Futbol sevenler ülkesi Türkiye’den bir U20
Dünya Kupası organizasyonu geçti, gitti. Kayseri ve İstanbul olmak üzere iki
şehirde maçları stadda, diğerlerini ise televizyonda takip etme şansım oldu. “Abartmayalım, bunun 17'si var 21'i var,” diyenlerden
ziyade, ben her türlü uluslararası
organizasyonun layığıyla yapılmasının ülke spor politikası adına faydası
olacağına inananlardanım.
Tam da bu noktada şu “layığıyla” kelimesi hakkında konuşmak istiyorum. Sizce bir
turnuvanın başarılı geçip geçmediğinin göstergesi nedir? Sorunsuz yapılan
lojistik hizmetler mi, iyi futbol mu, kendi ülkenin gösterdiği performans mı,
yoksa taraftarların turnuvaya gösterdiği ilgi mi? Benim cevabım sonuncusu.

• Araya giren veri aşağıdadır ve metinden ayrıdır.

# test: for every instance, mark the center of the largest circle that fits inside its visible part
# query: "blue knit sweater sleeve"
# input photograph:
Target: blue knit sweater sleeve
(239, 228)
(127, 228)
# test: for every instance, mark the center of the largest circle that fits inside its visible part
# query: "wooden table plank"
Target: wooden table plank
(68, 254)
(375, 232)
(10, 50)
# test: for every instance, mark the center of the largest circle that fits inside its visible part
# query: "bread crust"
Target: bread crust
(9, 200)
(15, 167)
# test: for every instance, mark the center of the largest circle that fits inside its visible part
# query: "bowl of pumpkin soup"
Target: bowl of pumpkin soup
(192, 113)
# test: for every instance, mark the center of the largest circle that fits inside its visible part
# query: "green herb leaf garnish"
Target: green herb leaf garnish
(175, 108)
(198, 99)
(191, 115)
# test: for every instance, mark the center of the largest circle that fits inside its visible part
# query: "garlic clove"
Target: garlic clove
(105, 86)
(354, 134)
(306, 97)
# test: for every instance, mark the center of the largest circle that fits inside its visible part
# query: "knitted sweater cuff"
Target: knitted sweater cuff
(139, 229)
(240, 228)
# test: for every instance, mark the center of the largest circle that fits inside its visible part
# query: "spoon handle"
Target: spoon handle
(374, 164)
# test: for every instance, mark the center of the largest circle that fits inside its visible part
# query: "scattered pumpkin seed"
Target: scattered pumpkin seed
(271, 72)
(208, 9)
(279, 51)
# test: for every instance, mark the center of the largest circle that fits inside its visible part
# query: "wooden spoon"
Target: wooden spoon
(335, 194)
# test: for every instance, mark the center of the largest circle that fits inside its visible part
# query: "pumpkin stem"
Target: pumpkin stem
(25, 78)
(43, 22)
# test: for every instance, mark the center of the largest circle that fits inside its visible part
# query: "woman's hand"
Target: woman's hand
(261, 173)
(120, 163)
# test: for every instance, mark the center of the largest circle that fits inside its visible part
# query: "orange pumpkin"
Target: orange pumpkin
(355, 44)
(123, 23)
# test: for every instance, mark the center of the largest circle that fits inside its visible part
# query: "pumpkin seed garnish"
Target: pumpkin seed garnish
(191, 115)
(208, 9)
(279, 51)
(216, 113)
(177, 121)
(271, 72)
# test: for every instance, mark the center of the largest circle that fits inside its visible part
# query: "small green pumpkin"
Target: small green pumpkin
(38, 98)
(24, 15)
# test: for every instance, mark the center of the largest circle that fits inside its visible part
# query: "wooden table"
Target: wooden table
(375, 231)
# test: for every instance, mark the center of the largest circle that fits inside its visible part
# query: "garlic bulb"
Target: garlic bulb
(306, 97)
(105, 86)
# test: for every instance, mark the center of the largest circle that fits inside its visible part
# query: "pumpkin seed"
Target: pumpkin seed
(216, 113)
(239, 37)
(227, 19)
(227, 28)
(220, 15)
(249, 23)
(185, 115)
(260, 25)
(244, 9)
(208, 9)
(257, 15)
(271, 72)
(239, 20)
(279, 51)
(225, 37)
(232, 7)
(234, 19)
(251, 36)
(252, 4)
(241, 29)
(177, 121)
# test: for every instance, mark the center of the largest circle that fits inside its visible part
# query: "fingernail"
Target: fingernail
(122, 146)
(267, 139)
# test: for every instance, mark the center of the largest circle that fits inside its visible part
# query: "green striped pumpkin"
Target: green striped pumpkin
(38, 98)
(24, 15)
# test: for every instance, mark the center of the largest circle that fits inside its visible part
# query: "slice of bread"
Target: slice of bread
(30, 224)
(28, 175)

Coşkulu, kalabalık taraftar organizasyon kusurlarını fark ettirmeyebilir. Ama iyi organizasyon sessiz ve boş
tribünlerin eksikliğini kapatamaz. Kapatamadı.
Hani her fırsatta yönetimleri istifaya
çağırıp, sloganlar atıyoruz ya, bir kere önce şunu kabul edelim, bu ülke futbolu değil tuttuğu takımı
sevenlerin ülkesi. Hepimizin dolabında takımımızın en yeni forması vardır,
ama bir milli takım forması ara ki bulasın.
Ya da bilet fiyatlarını protesto eder, futbol aşkımıza dem vururuz ama
biletlerin bir tost bir ayran parasına denk olduğu, adı “Dünya Kupası” olan bir
turnuvaya tenezzül etmeyiz.
Dertlenme ey taraftar, bu işin sözde
profesyonelleri de senden pek farklı değil. Final maçında organizasyon
yetkilileri ile sohbet ediyoruz. Tüm
dünyadan 4500 scout (yetenek avcısı) kayıt yaptırıp, bu turnuvayı izlemiş.
Bizden? Bir kaç. Zaten ülke olarak prensibimiz, yetenek keşfetmekten ziyade,
zaten keşfedileni keşfetmek. Acaba kulüpler genç futbolcularına “Herkes turnuvaya. Maçları tribünde
izleyeceksiniz. Bir kaç yıl sonra milli formayla o turnuvaya belki de siz
katılacaksınız,” demiş olabilir mi? Çok düşünmeyin, cevap “Hayır”. Gazeteci bir arkadaşım aradı. “U20 Dünya Kupası için L'Equipe 2 tam sayfa
ayırmış, bil bakalım bizim büyük gazeteler kaç?” diye sordu. Ben bilemedim.
Siz de bir tahmin yapın, sonra alt satıra bakın.
“6 satır, 2 sütunluk bir haber”
İspanya Futbol Federasyonu Başkanı Villar üçüncülük
maçını ve final maçını tribünde izledi. Şaşırdınız değil mi? Hem de İspanya
turnuvadan elenmiş olmasına rağmen. Bizim başkan final maçının devre arasına
yetişebildi.
Fıkra gibi ama futbol seven ülkeyiz neyse
ki. Erken elendiğimiz her turnuvadan sonra, teknik adamların, yöneticilerin
uzun vadeli planlar yaptığı, Türk futbolunu yeniden yapılandırmaktan
bahsettiği, her sene yapılanan bir
ülkeyiz. Uruguay da öyle mesela. 2000li yılların başından beri futbolda
düşüşe geçmişlerdi. Bu turnuvada gençlere bakınca gördük ki, bir plan yapmışlar
ve işliyor. Çok koşmadan, kendilerini parçalamadan 120 dakika mücadele ettiler
finalde. Düzgün pozisyon alıyorlar, mental olarak güçlüler. Takımın kadrosuna
bakınca tablo şu şekilde:
Sağ bek Manchester
United'ın altyapısında
Sol bek Benfica'nın
Stoper Atletico
Madrid'in
Sol Açık
İnter'in
Sağ kanat Bordeaux'nun
Santrfor
Roma'nın
Yedek Santrfor
PSV'nin
Bir de duyduk ki, Uruguay Federasyon başkanı İstanbul’a gelince organizasyon yetkililerinden rica edip, Gezi Parkı’na gitmek istemiş. Gitmiş de. Şaşırdık. En az futbol ülkesi olduğumuza şaşırdığımız kadar.